Water Use and Scarcity

  • Strong pushback on the idea that urban trees are the main water problem: in much of the American West, ~70–80% of water goes to agriculture, with municipal use a small share.
  • For Southern Nevada specifically, indoor use is heavily reclaimed; Las Vegas has reduced per‑capita water use substantially while growing.
  • Counterpoint: water lost to evapotranspiration from trees cannot be reclaimed, which conflicts with strict local conservation policies.
  • Some see water scarcity as largely political/technological (desalination, pipelines, nuclear/solar energy); others stress aquifers and rivers are already overdrawn.

How Trees Cool

  • Discussion clarifies that in this study and in Vegas:
    • Main benefit is shade and reduced radiant load (reported up to ~16°C lower mean radiant temperature under trees).
    • Evaporative cooling adds only a small extra effect (~0.5°C) but costs much more water.
  • Explanations offered: trees intercept solar radiation high above ground, have large surface area with low thermal mass, and convert a small portion of light to chemical energy.
  • Debate whether trees are more “effective” than swamp coolers; physically water is water, but trees uniquely provide shade and vertical heat dissipation.

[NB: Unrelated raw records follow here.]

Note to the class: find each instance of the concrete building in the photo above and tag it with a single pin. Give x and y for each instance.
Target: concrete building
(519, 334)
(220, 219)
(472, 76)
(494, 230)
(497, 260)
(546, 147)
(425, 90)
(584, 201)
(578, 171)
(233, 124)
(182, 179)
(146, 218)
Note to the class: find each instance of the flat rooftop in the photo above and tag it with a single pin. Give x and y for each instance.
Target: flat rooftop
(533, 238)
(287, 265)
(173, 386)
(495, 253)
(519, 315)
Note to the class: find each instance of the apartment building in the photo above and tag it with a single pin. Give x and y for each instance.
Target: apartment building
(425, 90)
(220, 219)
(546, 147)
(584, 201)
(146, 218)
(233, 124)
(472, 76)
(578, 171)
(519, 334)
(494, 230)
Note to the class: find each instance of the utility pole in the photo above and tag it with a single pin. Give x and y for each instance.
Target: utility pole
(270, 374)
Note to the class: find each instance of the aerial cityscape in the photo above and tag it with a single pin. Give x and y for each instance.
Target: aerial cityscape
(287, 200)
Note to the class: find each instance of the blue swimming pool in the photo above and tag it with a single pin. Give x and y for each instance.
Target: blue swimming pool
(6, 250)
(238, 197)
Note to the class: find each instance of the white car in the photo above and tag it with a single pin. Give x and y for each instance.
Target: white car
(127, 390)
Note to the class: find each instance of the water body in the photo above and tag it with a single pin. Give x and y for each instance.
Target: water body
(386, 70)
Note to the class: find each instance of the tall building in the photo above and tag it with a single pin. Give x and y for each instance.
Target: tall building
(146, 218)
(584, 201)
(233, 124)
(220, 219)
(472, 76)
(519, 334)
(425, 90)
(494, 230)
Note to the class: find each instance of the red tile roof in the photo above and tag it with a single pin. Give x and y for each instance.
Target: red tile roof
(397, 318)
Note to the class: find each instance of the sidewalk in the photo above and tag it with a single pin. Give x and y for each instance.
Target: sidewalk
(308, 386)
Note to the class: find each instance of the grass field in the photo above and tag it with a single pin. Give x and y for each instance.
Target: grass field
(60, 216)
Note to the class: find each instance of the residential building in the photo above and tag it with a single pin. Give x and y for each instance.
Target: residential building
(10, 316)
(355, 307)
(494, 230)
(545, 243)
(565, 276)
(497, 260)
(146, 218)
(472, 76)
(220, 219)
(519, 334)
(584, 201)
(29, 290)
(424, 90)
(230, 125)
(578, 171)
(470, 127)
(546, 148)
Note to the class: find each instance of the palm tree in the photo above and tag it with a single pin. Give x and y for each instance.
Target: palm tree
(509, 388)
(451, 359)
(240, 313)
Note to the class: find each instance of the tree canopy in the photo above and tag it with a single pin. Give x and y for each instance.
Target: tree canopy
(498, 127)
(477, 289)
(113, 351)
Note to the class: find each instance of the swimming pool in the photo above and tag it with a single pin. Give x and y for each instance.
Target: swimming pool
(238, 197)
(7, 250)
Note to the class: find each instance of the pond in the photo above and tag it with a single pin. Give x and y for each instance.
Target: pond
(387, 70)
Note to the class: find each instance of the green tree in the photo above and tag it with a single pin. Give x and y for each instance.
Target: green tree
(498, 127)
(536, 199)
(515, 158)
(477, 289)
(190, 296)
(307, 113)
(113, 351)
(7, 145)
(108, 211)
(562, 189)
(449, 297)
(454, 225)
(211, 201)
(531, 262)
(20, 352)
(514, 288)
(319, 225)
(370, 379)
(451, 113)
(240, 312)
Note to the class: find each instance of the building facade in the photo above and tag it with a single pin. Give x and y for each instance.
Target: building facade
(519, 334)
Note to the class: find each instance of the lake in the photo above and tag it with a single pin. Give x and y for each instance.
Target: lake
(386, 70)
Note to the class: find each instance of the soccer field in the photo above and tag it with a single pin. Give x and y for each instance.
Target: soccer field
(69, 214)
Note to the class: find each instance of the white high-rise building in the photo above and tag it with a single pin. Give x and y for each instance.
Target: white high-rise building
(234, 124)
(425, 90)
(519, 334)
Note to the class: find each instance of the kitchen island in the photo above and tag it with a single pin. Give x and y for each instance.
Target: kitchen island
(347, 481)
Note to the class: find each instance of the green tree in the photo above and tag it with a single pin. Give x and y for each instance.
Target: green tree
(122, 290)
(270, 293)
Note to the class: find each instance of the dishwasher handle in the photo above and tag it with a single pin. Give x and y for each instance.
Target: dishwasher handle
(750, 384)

Alternative Cooling and Shade Strategies

  • Several argue that if the goal is shade (not evaporation), simpler structures may be better: fabric/metal canopies, solar carports, brise‑soleil, high‑albedo surfaces, underground spaces.
  • References to traditional passive cooling in hot regions: windcatchers, salsabils, thick thermal-mass walls, narrow shaded streets.
  • Solar panels are highlighted as especially well‑suited for the Nevada desert: they provide shade and power and can be engineered for improved radiative cooling.

Tree Species and Local Ecology

  • Concern that the study’s use of Bur Oak (non‑native, moderately water‑intensive) misrepresents what’s appropriate for the Mojave.
  • Others suggest using native or drought‑adapted species (cottonwoods, mesquite, juniper, Mediterranean-type trees, succulents) to balance shade with low water demand.
  • Skepticism toward large-scale “greening” with non‑natives in expanding desert conditions; better to align with climate rather than fight it.

Urban Planning, Livability, and Tradeoffs

  • Trees improve walkability and “street life,” but require budget, maintenance, and space that can conflict with parking and traffic lanes.
  • Some argue desert cities should stop trying to look like temperate suburbs and instead embrace climate-appropriate architecture and expectations.
  • Equity angle: dense, treeless “concrete hellscapes” in hot countries and rebuilding cities often sacrifice shade first when budgets are tight.

Meta: Access Barriers

  • Multiple comments criticize the site’s aggressive, confusing captchas and redirect behavior, which significantly hinder reading the paper and archiving it.